Given that I’m continuing to chronicle my DH journeys here, I figured I’d showcase a little bit of my utilization of scraping data from a website with Beautiful Soup (docs are here).

Doing some research for a favorite student of mine, I’ve been wandering around websites devoted to law school. One website here has a really fantastic little table on the page that has everything one could want—especially if one is a little behind on deadlines and trying to catch up a bit (i.e. figuring out which schools will allow students to start in the Spring or Summer semesters [for an answer to that query, head over here]). Now, of course, one could just do the simple ol’ copy and paste of the table, but we all know how ornery things can get when one tries to paste it into Word or some other program and having to deal with all the formatting shenanigans—indeed, copy and pasting ends up with something like the following:

Ugly Copy and Pasting

Rather than worry with that whole mess, why don’t we write a little code to get the thing into a nice format, maybe a simple Markdown table since the .md file extension seems to be my new best friend since getting into all this fantastically cool DH stuff?
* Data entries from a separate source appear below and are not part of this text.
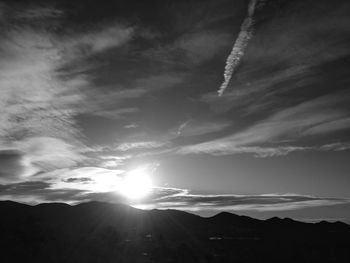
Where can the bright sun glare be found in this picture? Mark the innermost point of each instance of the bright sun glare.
(136, 184)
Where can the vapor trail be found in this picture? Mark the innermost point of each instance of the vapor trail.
(239, 47)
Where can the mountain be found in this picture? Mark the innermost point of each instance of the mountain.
(103, 232)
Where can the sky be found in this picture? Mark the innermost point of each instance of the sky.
(227, 105)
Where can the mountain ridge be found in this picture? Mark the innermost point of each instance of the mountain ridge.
(108, 232)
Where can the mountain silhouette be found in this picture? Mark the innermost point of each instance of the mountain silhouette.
(105, 232)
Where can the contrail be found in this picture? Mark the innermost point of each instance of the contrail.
(239, 47)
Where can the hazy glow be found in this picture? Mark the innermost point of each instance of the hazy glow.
(136, 184)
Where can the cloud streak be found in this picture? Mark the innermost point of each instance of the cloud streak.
(239, 47)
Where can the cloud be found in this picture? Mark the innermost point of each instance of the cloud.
(289, 124)
(195, 128)
(95, 41)
(141, 145)
(239, 47)
(12, 166)
(116, 114)
(173, 198)
(190, 49)
(40, 97)
(160, 197)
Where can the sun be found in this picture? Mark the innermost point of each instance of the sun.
(136, 184)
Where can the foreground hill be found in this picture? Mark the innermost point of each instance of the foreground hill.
(103, 232)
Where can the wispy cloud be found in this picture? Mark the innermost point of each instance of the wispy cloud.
(289, 124)
(239, 47)
(39, 99)
(75, 187)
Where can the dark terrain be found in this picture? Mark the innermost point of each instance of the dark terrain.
(103, 232)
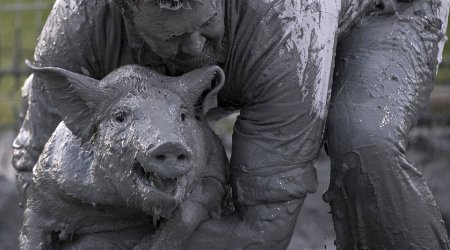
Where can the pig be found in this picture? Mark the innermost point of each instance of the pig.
(133, 164)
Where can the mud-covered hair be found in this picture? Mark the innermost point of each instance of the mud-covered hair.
(163, 4)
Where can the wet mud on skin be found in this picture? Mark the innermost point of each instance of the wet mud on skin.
(385, 66)
(129, 165)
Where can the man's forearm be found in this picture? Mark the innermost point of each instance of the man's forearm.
(266, 226)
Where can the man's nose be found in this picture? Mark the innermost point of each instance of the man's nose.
(193, 44)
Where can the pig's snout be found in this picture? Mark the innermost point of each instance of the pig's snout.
(169, 159)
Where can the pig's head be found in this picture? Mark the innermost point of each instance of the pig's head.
(146, 130)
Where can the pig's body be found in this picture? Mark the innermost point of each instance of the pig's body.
(109, 189)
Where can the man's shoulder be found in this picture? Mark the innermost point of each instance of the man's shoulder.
(256, 7)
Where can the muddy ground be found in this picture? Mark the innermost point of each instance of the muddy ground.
(429, 149)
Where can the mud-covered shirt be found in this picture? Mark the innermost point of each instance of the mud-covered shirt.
(278, 68)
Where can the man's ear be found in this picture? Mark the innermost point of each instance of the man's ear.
(76, 97)
(210, 99)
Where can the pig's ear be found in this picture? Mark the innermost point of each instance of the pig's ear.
(75, 96)
(210, 99)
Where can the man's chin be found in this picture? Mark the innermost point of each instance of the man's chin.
(179, 67)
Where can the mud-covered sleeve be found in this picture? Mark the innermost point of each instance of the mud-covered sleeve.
(73, 38)
(281, 73)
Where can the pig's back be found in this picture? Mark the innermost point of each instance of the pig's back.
(66, 166)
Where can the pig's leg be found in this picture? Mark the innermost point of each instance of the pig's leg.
(205, 198)
(33, 235)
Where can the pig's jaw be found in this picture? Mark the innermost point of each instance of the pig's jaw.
(172, 188)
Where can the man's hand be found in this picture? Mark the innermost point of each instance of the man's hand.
(267, 226)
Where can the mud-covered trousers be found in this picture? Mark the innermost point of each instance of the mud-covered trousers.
(384, 68)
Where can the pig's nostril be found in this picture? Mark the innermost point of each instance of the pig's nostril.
(160, 157)
(181, 157)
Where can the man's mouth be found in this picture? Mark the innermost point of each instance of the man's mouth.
(171, 186)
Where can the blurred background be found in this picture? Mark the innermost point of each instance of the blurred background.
(20, 24)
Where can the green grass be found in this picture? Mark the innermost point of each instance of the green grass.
(16, 44)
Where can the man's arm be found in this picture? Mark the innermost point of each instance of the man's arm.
(284, 95)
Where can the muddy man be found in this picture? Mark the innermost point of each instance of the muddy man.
(353, 73)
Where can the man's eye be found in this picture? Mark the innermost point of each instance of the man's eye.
(120, 117)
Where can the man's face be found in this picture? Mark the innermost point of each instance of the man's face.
(186, 38)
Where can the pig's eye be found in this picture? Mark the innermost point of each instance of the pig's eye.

First things we had a look at the html for the page, using the “View Page Source” function in Chrome after right-clicking on the page. Looking for a table id of some kind, sure, enough, here it is:

I also want to give a big shoutout to Thiago Santos Figueira’s very clear and simple Medium post on using Beautiful Soup to parse content in tables. His use case is a little bit complicated as it cleans up some of the numbers in the table in question there, so we can fiddle a little bit and grab only what we want. So for the script, we get all the required libraries imported along with some pandas customizations:

from bs4 import BeautifulSoup
import requests
import pandas as pd
pd. set_option('display.max_rows', 500)
pd. set_option('display.max_columns', 500)
pd. set_option('display.width', 1000)

Then we need to get the URL in along with the requests function to pull down the text from the URL and create a Beautiful Soup object:

url = "https://blog.powerscore.com/lsat/top-100-law-school-application-deadlines-2022-edition/"
data = requests.get(url).text

soup = BeautifulSoup(data, "html.parser")

We can then iterate through the returned text to get all of the tables on the page:

print('Classes of each table on the page:')
for table in soup.find_all('table'):
    print(table.get('class'))

We know the table we’re interested in has a class of tablepress, so we store the information in a the table in a Python variable as follows:

tables = soup.find('table', class_ = 'tablepress')

We also have the column names in the table that we want to grab too, so we next create a DataFrame and pass in a list of column names matching those in the HTML table:

df = pd.DataFrame(columns=['2021 Rank', 
                          'Law School Name', 
                          'Application Deadline', 
                          'Latest Acceptable LSAT', 
                          'Accept the GRE?', 
                          'Notes from the University', 
                          'Difference from last cycle'])

Next we’ll fashion a for loop to run through the table, finding all the rows within the table (<tr>), grabbing all the information in the table’s body (<tbody>). We’ll also get all the columns in the HTML table matched up with our DataFrame column names:

for row in table.tbody.find_all('tr'):
    columns = row.find_all('td')
    
    if (columns != []):
        school_rank = columns[0].text.strip()
        school_name = columns[1].text.strip()
        app_deadline = columns[2].text.strip()
        latest_date = columns[3].text.strip()
        gre = columns[4].text.strip()
        notes = columns[5].text.strip()
        difference_from_last_year = columns[6].text.strip()
        
        df = df.append({
                        '2021 Rank': school_rank, 
                        'Law School Name': school_name, 
                        'Application Deadline': app_deadline, 
                        'Latest Acceptable LSAT': latest_date, 
                        'Accept the GRE?': gre, 
                        'Notes from the University': notes, 
                        'Difference from last cycle': difference_from_last_year}, ignore_index=True)

(For future versions of myself, pandas docs give a deprecation warning here for the pandas.DataFrame.append function [even more info here]; that said, the above works as of the writing of this post, so I’ve left it as is here.)

We can now set the index properly so we use the "2021 Rank" column as the index:

df = df.set_index("2021 Rank")

Then, if we would like to spit this out into a nice Markdown table, voila!

print(df.to_markdown())

And we have something super-easy to get into that fantastic .md extension. A fun little test case here. More to come, I’m sure, as always.

The repo with this really simple script is available here.